Machines execute movements, during the course of which oscillation signals, in particular acoustic oscillation signals, are generated. The oscillation signals generated by a machine, a system or an electromechanical device allow conclusions to be drawn about its respective current state, which can change for example due to wear phenomena. For example a machine or device generates different oscillation signals after several years of use due to wear phenomena from those it generates immediately after production. As well as machines chemical systems can also produce noise signals, for example due to gas bubbles in containers or pipes. The ageing or wear of systems, machines and devices causes changes to the oscillation signals generated, in particular the acoustic emissions. The oscillation signals generated by a machine, system or device, in particular the acoustic noise signals, are not only a function of wear but also of the type of structure. Machines, systems and devices frequently feature different product types or models within a product group. For example a company can manufacture different variants of water or heating pumps, the generated noise signals of which differ. Also the objects manufactured within the product groups or product variants also have manufacturing tolerances, so that different products or objects can emit different noise signals due to manufacturing tolerances. In addition to ageing and loading influences as well as manufacturing tolerances the spatial properties of the environment in which the device or system is located also influence the noise signals or acoustic emissions emitted by the device or system.

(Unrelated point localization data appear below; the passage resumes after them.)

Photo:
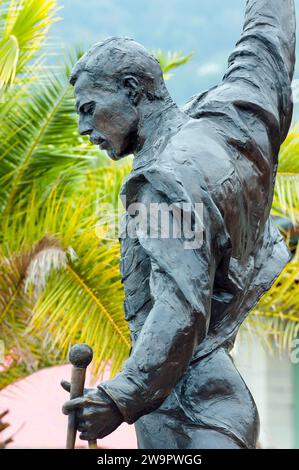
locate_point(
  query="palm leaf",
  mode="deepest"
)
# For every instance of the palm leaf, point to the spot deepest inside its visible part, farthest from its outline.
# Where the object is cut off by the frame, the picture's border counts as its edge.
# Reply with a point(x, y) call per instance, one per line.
point(24, 25)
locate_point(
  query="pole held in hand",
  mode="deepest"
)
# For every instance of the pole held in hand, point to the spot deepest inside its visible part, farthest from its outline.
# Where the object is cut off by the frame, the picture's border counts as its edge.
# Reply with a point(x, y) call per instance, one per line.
point(80, 357)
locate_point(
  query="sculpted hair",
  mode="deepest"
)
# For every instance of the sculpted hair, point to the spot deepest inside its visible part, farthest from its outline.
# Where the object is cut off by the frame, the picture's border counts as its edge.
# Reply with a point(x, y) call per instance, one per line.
point(115, 58)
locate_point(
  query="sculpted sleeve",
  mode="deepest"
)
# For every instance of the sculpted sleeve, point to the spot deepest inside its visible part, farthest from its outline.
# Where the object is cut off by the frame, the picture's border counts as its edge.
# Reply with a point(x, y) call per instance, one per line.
point(255, 94)
point(177, 322)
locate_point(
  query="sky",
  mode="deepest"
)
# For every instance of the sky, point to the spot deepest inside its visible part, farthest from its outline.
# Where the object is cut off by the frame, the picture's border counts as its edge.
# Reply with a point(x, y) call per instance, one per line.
point(207, 28)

With known methods for recognizing a state of a noise-generating machine to be investigated a plurality of recordings are made at a manufactured prototype, in order to generate a model of the respective noise-generating machine or system. A plurality of recordings, in particular sound recordings, which take into account different influencing variables, are made in a training process. For example acoustic noise signals emitted by a prototype are recorded in different weather conditions and with different loadings at different times. To take different influencing variables into account, a plurality of recordings must be made. Model generation based on the prototype becomes more complex, the more different variants of the product there are. The training data is used to generate a statistical model or a physical model of the object or product, which can then be used to classify a noise signal, which is emitted by a manufactured product during ongoing operation after commissioning. An operating state of a product can be monitored based on the classification of the noise signal, so that any error states occurring and thus the need for maintenance work can be recognized.
One disadvantage of a known procedure is that the noise signals or acoustic emissions emitted by a manufactured product can differ or deviate from the noise signals of the prototype even in a normal or error-free state. One reason for this may be that the manufactured product, which can be a machine, device or system for example, is in a different environment from that of the prototype when the training data was recorded. The useful signal, in other words the acoustic emissions of the object to be investigated, is therefore overlaid with ambient noise in the manner of an interference signal. For example the training data can be recorded at a prototype in a space with little reverberation, while the object to be investigated, perhaps a manufacturing machine, is located in a factory, where acoustic signals are reflected to a significant degree. The product or system to be investigated can also have a different acoustic emission spectrum from the prototype due to manufacturing tolerances or a different configuration.